Vinton County baseball falls 11-1 at River Valley in conference play
River Valley handed Vinton County an 11-1 road loss, and the Vikings’ five-hit afternoon dropped them to 5-6 with conference pressure building.

River Valley sent Vinton County home with an 11-1 Tri-Valley Conference Ohio Division loss in Bidwell, a result that did more than add a mark to the ledger. It dropped the Vikings to 5-6 and showed how much tighter the margin gets when a conference game turns into a one-sided road afternoon.
Vinton County managed only five hits. Kole Ousley had two of them, while Jase Moore, Wes Channell and David Northum each added one. That was not enough to threaten River Valley, and the lack of sustained offense left the Vikings chasing the game before they could build any momentum.
The loss carries added weight because Vinton County had already shown it could handle River Valley. On April 8 in McArthur, the Vikings opened TVC-Ohio play with a 7-0 win over the Raiders, and Donovan Holcomb went 3-for-4 with three RBIs, including the game-winning RBI. The split with River Valley now underscores a bigger question for Vinton County: which version of the offense will show up the rest of the way, the one that produced a shutout home win or the one that stalled in Bidwell?

That question matters because the season began with expectations that this group could absorb setbacks and keep competing. In a March 24 preview, Jake Brown called the 2026 team seasoned and experienced, and The Telegram News noted that Vinton County returned a strong core and had five pitchers, giving the staff flexibility. Wyatt Channell was identified as a senior anchoring that pitching group, a sign that the Vikings had enough experience to navigate the spring.

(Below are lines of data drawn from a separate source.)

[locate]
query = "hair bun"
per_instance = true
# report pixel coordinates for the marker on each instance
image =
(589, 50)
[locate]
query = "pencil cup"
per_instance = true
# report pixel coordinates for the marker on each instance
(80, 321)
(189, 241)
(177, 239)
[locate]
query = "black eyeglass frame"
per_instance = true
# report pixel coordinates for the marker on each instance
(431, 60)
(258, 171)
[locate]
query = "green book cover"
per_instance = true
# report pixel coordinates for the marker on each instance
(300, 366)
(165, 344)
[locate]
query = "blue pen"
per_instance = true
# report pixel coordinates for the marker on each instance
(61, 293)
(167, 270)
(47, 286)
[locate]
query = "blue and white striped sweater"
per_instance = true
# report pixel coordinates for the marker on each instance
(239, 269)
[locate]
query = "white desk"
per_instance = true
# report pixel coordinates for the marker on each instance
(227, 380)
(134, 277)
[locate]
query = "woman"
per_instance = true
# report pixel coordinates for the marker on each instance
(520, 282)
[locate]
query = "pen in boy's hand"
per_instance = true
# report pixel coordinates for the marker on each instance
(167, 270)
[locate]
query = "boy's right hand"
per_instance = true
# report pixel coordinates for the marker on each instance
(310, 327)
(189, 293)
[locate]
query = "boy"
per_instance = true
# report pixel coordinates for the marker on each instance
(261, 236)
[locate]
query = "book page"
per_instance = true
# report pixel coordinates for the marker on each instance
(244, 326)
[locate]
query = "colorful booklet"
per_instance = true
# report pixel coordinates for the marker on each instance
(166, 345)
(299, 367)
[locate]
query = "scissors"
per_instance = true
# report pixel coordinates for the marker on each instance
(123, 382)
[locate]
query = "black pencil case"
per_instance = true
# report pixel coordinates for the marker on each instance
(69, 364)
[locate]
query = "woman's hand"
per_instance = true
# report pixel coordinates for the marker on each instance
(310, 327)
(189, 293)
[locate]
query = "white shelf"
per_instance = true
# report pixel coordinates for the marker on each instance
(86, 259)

For Vinton County, the challenge now is turning that experience into consistency on the road in league play. The Vikings had recently improved to 5-4 after a 10-0 win over Wellston, but the 11-1 final in Bidwell served as a reminder that conference standings can swing quickly. It also echoed an 11-1 district-tournament loss to McClain last spring, another lopsided result that showed how hard it is to recover when the bats go quiet and the game gets away early.